Estimated reading time: 5 minutes
Apache Kafka is a popular distributed streaming platform that thousands of companies worldwide use to build scalable, high-throughput, real-time streaming systems. The Kafka Topic Naming Conventions have been one of the most controversial and hotly debated topics around this technology for years. This post will provide the best practices for naming Kafka topics. I will also guide you through deciding on the naming conventions and the do’s and don’ts when you set up your systems.
Despite its popularity among companies like The New York times, Pinterest and LinkedIn, there’s little guidance on naming Kafka Topics. There is tons of material on deciding the partitions and replication factor for your topics. However, there is not much information on how to name them.
You typically would decide the names for the topics based on conventions and practices followed at your company. These could also be based on your personal preferences. If you look at the very few results that show up on Google for Kafka Topic Naming Conventions, most results would recommend a convention that would look something like these:
<namespace> .<product>.<event-type>
<application>-<data-type>-<event-type>
<organization>.<application-name>.<event-type>.<event>
Chris Riccomini, in his excellent blog post, says that he has had great success with the following convention:
<message type>.<dataset name>.<data name>
All of these look perfectly fine and meet the needs. However, is there more than what meets the eye? Let’s look more closely at what makes a good topic name.
What names are valid in Kafka?
Kafka enforces a set of “legal” characters that can constitute a topic name. Valid characters for Kafka topics are the ASCII Alphanumeric characters, ‘.’, ‘_’, and ‘-‘. So, anything that matches the following pattern can be a valid Kafka Topics name.
val legalChars = "[a-zA-Z0-9\\._\\-]"
However, one thing to remember is that due to limitations in metric names, topics with a period (‘.’) or underscore (‘_’) could collide. To avoid issues, it is best to use either but not both.
There is no control or way around what Kafka enforces. However, you can use this rule as a foundation to get creative and develop more standard naming conventions.
It is worth emphasizing that the topic names are case-sensitive. So topicName
is not the same as topicname
or TopicName
. Kafka would treat all three of them as individual topics.
Naming the topics
Let’s look at some guidelines that you should consider when naming your Kafka Topics.
Decide the format for the topic names.
The first and most important thing you must consider is the format you want to follow for all your topics. As mentioned, Kafka allows all ASCII Alpha-numeric characters, periods, underscores and hyphens. You can format a topic name in several ways. Some examples are:
my-topic-name
myTopicName
my_topic_name
itlabs.mytopic.name
ITLabs-Website-Tracker
Deciding this as a first step is necessary to ensure consistency in your naming conventions and patterns. Readability and ease of understanding of the topic names play a key role in these decisions, and you don’t want inconsistent patterns in your system’s topic names.
What fields should be part of your Kafka topic naming conventions?
The next step in naming Kafka topics is defining what fields should go in the name and in what order they should appear. Some of the best practices Chris Riccomini suggests are:
Do not use fields that change.
Avoid fields in the topic names that would change over time — such as the consumer name, the team name, the owner of the topics, etc. Once you create a topic in Kafka, it is impossible to rename them.

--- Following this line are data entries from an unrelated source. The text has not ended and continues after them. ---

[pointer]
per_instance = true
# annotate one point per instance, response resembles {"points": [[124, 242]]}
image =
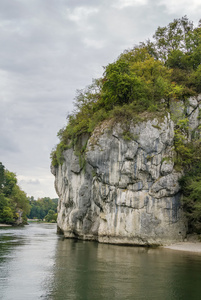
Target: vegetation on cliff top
{"points": [[13, 201], [43, 209], [146, 78]]}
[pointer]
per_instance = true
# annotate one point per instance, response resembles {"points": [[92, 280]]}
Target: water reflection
{"points": [[86, 270], [35, 263]]}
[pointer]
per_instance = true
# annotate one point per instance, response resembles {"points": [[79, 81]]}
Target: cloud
{"points": [[181, 6], [129, 3], [51, 48]]}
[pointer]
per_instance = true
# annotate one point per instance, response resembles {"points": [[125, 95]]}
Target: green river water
{"points": [[36, 263]]}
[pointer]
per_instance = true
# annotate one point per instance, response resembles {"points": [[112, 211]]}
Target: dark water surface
{"points": [[35, 263]]}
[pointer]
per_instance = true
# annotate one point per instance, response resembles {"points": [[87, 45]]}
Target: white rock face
{"points": [[128, 192]]}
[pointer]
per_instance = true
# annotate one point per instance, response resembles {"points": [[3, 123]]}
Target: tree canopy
{"points": [[13, 201], [144, 78]]}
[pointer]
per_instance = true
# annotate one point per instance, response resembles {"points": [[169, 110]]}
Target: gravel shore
{"points": [[186, 246]]}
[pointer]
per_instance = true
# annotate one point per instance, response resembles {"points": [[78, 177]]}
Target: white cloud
{"points": [[182, 6], [127, 3], [48, 50], [81, 13]]}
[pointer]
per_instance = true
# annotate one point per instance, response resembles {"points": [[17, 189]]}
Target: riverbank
{"points": [[186, 246], [5, 225]]}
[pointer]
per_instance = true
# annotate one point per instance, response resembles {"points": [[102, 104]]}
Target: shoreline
{"points": [[5, 225], [185, 246]]}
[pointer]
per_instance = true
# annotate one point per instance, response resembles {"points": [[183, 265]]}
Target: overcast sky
{"points": [[51, 48]]}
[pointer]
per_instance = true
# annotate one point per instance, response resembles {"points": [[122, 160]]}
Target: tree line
{"points": [[16, 207], [145, 79]]}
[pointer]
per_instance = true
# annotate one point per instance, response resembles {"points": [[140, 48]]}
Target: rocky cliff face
{"points": [[128, 191]]}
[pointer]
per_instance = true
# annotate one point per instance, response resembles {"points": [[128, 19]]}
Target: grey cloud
{"points": [[45, 55]]}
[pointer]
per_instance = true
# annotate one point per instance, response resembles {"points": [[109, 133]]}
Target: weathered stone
{"points": [[128, 192]]}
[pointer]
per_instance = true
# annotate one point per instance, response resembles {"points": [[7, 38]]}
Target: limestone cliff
{"points": [[128, 191]]}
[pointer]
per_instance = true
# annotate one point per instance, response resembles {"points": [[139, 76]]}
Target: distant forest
{"points": [[16, 207]]}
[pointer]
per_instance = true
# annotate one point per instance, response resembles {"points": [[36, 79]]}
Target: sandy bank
{"points": [[186, 246]]}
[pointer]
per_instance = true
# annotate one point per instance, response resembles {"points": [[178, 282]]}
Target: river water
{"points": [[36, 263]]}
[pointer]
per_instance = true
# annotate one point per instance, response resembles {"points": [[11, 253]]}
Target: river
{"points": [[36, 263]]}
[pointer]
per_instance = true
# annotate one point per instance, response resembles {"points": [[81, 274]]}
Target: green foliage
{"points": [[51, 216], [41, 207], [191, 189], [142, 79], [12, 198]]}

Leave metadata and schema information out of names
If you can find the nature of the data in the topic or information related to the field elsewhere, such as the Kafka Metadata or a schema registry, leave them out of the topic names. The schema registry can provide you with information about a schema for a given topic. Kafka brokers provide topic metadata information. Since there are other sources of truth for this information, it’s best to keep them out of the topic names.
Avoid Partitions, security info, etc in topic names
This is similar to the previous point. All the metadata information, such as the partition count, security levels, and configurations, are available in the topic’s metadata and through the Kafka Brokers. Avoid including these fields in topic names.
Don’t tie topic names to consumers or producers
Never decide on a topic name based on the producers or the consumers of that topic. The number of producers and the number of consumers can change over time. You should not include a dynamic field value that changes over time in a topic name.
Enforcing Kafka Topic Naming Conventions
The first step to make sure that the users adhere to the naming conventions is to disallow any random user from being able to create a topic. You can do this by disabling the Auto-create Topic functionality in Apache Kafka by setting auto.create.topics.enable=false in the broker configurations.
Another way to ensure the naming conventions are followed is to automate the topic creation. Take the topic names as inputs and validate the pattern before creating them.
An automated script or utility should also monitor the topics in a Kafka Cluster to validate the topic names and flag any violations of the standard naming conventions and formats.
Conclusion
While you can technically name your Kafka Topics anything you want (as long as it meets the Kafka Legal Character rules), you must have a standard naming convention for the Kafka topics you create. This is essential to ensure your Kafka environment is not cluttered. Such naming conventions and standards must be enforced earlier in the environment because once you create a Kafka topic, it is impossible to rename it.